Looking at the long-term difficult challenges, of course, nothing gets easier with respect to yield enhancement. Today, there is little correlation between type of contaminant and yield. For instance, some organic materials may have a greater impact on device yield than other organic contaminants. Wafer bevel and edge regions must be better controlled. Parametric-sensitive yield models are needed.

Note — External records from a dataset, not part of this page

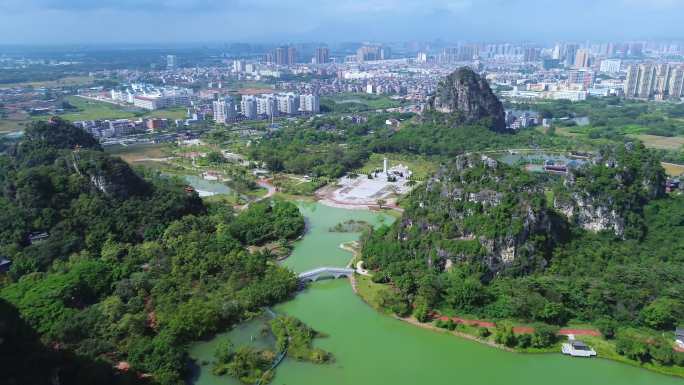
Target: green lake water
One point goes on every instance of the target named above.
(371, 348)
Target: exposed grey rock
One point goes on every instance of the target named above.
(467, 94)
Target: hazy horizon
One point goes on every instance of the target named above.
(57, 22)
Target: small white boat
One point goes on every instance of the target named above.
(576, 348)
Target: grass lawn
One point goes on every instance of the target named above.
(372, 102)
(138, 152)
(169, 113)
(95, 110)
(67, 81)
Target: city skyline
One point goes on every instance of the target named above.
(52, 22)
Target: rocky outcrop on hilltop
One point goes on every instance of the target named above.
(476, 210)
(467, 95)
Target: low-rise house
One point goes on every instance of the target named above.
(38, 237)
(577, 348)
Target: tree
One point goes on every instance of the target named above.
(607, 327)
(421, 310)
(544, 336)
(662, 314)
(504, 335)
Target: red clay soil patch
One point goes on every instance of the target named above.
(482, 324)
(580, 332)
(523, 330)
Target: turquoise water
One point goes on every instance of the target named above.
(371, 348)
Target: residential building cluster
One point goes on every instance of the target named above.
(153, 98)
(655, 81)
(264, 106)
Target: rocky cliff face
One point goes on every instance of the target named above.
(467, 94)
(609, 193)
(484, 213)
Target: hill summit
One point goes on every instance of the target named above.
(467, 94)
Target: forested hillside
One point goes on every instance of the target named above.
(129, 268)
(483, 239)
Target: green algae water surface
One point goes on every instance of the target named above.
(371, 348)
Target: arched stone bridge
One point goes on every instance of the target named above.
(315, 274)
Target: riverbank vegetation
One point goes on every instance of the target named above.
(480, 240)
(246, 363)
(123, 268)
(350, 226)
(295, 336)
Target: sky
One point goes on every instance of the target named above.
(280, 21)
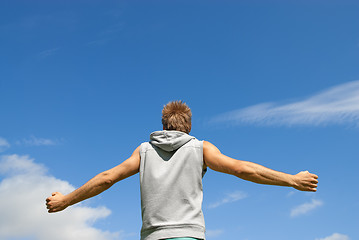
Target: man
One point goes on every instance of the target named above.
(171, 168)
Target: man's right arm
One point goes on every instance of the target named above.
(214, 159)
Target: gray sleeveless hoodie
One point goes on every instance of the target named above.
(171, 172)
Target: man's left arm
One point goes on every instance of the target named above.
(98, 184)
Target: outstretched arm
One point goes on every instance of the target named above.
(213, 158)
(98, 184)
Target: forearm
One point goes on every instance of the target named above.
(93, 187)
(259, 174)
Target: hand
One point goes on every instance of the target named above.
(57, 202)
(305, 181)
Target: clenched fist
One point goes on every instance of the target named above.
(57, 202)
(306, 181)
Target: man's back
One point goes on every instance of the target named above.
(171, 172)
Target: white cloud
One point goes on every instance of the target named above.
(335, 236)
(3, 144)
(213, 233)
(34, 141)
(305, 208)
(23, 189)
(337, 105)
(231, 197)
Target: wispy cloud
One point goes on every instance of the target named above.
(230, 197)
(335, 236)
(23, 190)
(305, 208)
(35, 141)
(3, 144)
(337, 105)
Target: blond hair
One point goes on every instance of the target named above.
(176, 115)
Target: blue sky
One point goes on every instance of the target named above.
(82, 84)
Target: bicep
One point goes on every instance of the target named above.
(127, 168)
(217, 161)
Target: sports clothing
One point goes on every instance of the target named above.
(171, 172)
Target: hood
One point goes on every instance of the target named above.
(169, 140)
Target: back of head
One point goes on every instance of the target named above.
(176, 115)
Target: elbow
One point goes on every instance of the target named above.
(106, 180)
(242, 170)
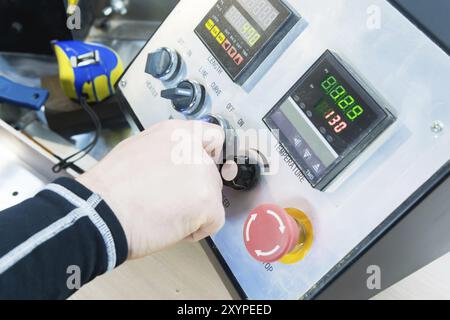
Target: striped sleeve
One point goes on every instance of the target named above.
(57, 241)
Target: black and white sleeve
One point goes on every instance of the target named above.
(58, 240)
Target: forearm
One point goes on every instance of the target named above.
(48, 241)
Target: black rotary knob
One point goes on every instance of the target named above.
(163, 64)
(241, 174)
(187, 97)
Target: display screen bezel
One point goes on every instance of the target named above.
(321, 180)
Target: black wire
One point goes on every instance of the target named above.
(70, 161)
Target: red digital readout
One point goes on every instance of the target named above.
(335, 121)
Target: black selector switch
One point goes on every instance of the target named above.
(187, 97)
(240, 174)
(163, 64)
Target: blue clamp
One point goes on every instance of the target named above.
(17, 94)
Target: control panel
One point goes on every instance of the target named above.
(332, 124)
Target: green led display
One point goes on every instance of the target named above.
(343, 100)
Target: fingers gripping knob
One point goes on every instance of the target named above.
(273, 234)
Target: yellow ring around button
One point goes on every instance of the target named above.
(301, 250)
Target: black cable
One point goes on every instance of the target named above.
(69, 162)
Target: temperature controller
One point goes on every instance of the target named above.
(326, 120)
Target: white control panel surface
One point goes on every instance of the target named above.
(400, 64)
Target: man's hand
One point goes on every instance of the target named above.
(163, 185)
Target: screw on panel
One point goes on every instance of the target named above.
(437, 127)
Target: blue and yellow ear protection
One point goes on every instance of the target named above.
(87, 70)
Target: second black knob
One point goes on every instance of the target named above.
(187, 97)
(241, 174)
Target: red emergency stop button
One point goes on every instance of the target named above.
(270, 233)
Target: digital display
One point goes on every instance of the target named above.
(242, 26)
(262, 11)
(326, 120)
(241, 34)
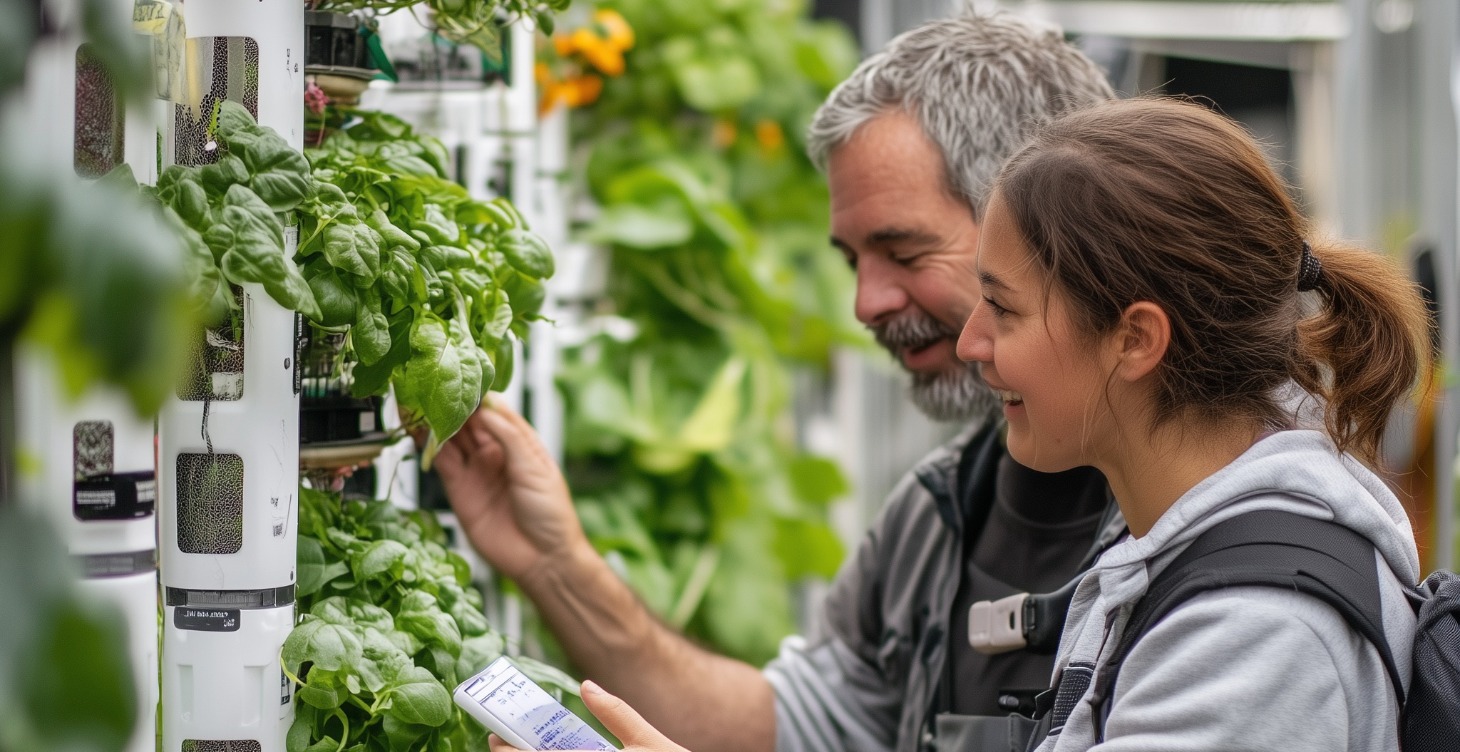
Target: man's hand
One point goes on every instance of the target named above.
(508, 494)
(619, 719)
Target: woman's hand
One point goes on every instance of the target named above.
(619, 719)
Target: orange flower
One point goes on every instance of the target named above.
(600, 54)
(770, 135)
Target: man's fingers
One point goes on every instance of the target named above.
(622, 720)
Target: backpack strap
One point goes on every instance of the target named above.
(1265, 548)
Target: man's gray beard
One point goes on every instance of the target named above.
(954, 396)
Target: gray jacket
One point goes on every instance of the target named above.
(1244, 668)
(867, 676)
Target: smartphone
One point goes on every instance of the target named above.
(504, 700)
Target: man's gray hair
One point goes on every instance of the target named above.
(977, 85)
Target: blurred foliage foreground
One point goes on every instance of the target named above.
(681, 449)
(88, 276)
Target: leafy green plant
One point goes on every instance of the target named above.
(225, 213)
(390, 625)
(88, 273)
(56, 647)
(431, 284)
(679, 441)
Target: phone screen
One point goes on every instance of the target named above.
(523, 713)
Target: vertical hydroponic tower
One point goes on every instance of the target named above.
(91, 459)
(228, 463)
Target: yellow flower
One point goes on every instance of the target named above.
(583, 89)
(599, 53)
(616, 31)
(770, 135)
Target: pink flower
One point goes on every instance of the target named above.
(314, 98)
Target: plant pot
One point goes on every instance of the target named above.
(329, 413)
(336, 56)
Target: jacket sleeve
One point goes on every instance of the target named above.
(1251, 669)
(838, 691)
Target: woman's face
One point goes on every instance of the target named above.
(1053, 381)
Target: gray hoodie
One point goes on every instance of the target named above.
(1247, 668)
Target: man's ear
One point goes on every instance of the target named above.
(1142, 340)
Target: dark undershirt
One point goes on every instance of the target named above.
(1038, 532)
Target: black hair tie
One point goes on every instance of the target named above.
(1310, 270)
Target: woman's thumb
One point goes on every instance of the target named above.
(622, 720)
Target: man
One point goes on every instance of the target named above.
(910, 145)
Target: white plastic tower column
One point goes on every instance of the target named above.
(228, 463)
(91, 463)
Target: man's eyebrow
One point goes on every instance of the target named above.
(990, 281)
(900, 235)
(886, 235)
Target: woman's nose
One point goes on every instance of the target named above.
(973, 342)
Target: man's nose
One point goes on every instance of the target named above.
(879, 295)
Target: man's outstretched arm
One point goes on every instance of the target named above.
(513, 504)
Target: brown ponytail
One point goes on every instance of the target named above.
(1364, 348)
(1168, 202)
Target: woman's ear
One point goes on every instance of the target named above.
(1142, 340)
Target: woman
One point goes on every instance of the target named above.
(1148, 291)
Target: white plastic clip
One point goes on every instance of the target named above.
(997, 625)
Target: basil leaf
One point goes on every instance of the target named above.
(443, 378)
(327, 646)
(390, 234)
(281, 175)
(419, 698)
(355, 248)
(371, 380)
(527, 253)
(336, 298)
(371, 332)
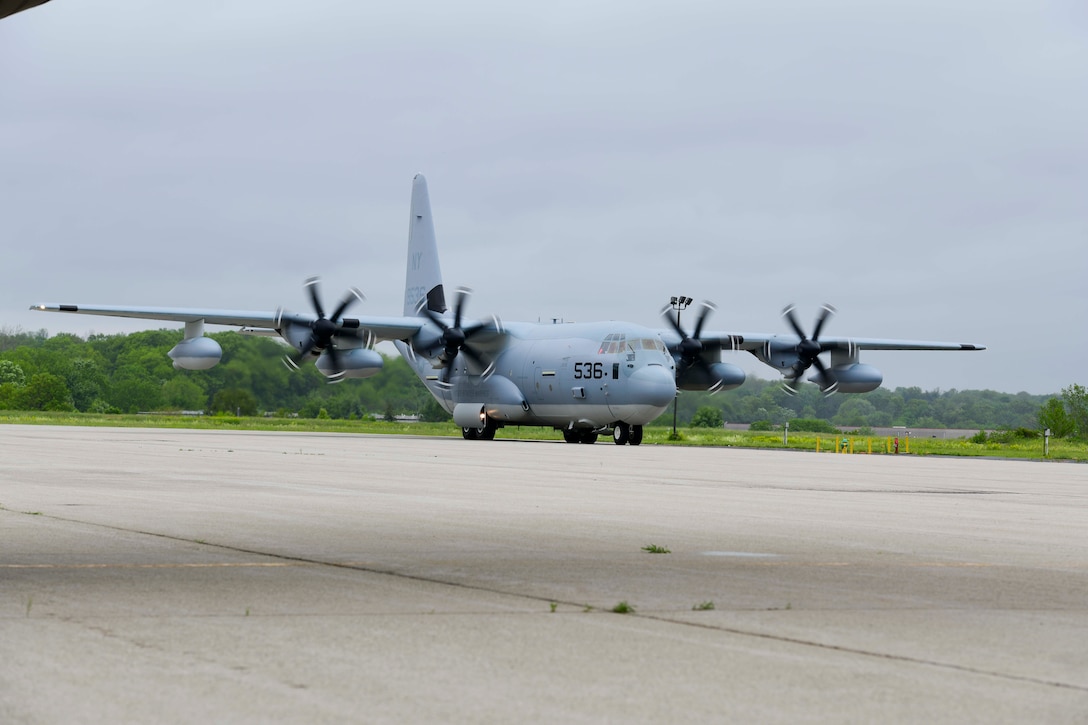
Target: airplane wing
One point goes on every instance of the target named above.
(12, 7)
(756, 341)
(380, 328)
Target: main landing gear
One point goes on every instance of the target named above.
(580, 435)
(484, 432)
(622, 434)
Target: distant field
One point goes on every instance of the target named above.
(1060, 450)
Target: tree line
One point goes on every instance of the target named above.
(132, 373)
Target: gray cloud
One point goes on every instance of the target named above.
(920, 166)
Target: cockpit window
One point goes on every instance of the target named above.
(613, 343)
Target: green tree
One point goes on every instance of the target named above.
(85, 380)
(11, 372)
(182, 393)
(234, 401)
(707, 417)
(1052, 415)
(45, 392)
(1076, 405)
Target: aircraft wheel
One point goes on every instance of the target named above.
(484, 432)
(621, 432)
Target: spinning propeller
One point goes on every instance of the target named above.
(808, 351)
(690, 347)
(457, 340)
(324, 330)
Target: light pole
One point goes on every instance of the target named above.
(679, 304)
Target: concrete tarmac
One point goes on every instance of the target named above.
(175, 576)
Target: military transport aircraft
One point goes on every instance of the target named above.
(583, 379)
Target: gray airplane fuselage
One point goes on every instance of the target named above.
(569, 375)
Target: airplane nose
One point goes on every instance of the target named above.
(654, 385)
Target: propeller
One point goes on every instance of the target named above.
(457, 340)
(808, 349)
(690, 347)
(324, 329)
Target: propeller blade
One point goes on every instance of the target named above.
(826, 311)
(353, 295)
(707, 308)
(311, 284)
(791, 318)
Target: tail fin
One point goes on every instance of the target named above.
(423, 275)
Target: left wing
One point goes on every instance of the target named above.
(378, 328)
(753, 342)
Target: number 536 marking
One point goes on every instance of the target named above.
(589, 370)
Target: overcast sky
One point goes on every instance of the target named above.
(922, 166)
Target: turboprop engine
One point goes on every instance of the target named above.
(196, 352)
(851, 378)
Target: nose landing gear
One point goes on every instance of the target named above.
(623, 434)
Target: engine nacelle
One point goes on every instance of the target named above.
(357, 363)
(720, 376)
(856, 378)
(196, 354)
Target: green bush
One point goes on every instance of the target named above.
(707, 417)
(812, 426)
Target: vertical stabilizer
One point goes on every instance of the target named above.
(423, 275)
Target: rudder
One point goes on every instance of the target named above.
(423, 274)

The defect budget target calculations for the 2005, 2003 and 2001 ITRS were all based on results of three studies of particle per wafer pass (PWP) levels at Sematech member companies (2000, 1999 and 1997). These targets were extrapolated from median PWP value per generic process tool type, and then scaled to microprocessor- and DRAM-generic process flows. A negative binomial model is used, where overall die yield is the product of systematic and random defect-limited yield. Table 1 shows the yield and product maturity assumptions used to calculate electrical fault density values and PWP defect budget targets for MPUs and DRAMs. Table 2 is an excerpt of the random PWP defect budget targets necessary to meet the stated assumptions for a cost-performance MPU with primarily logic transistor functionality and a small cache.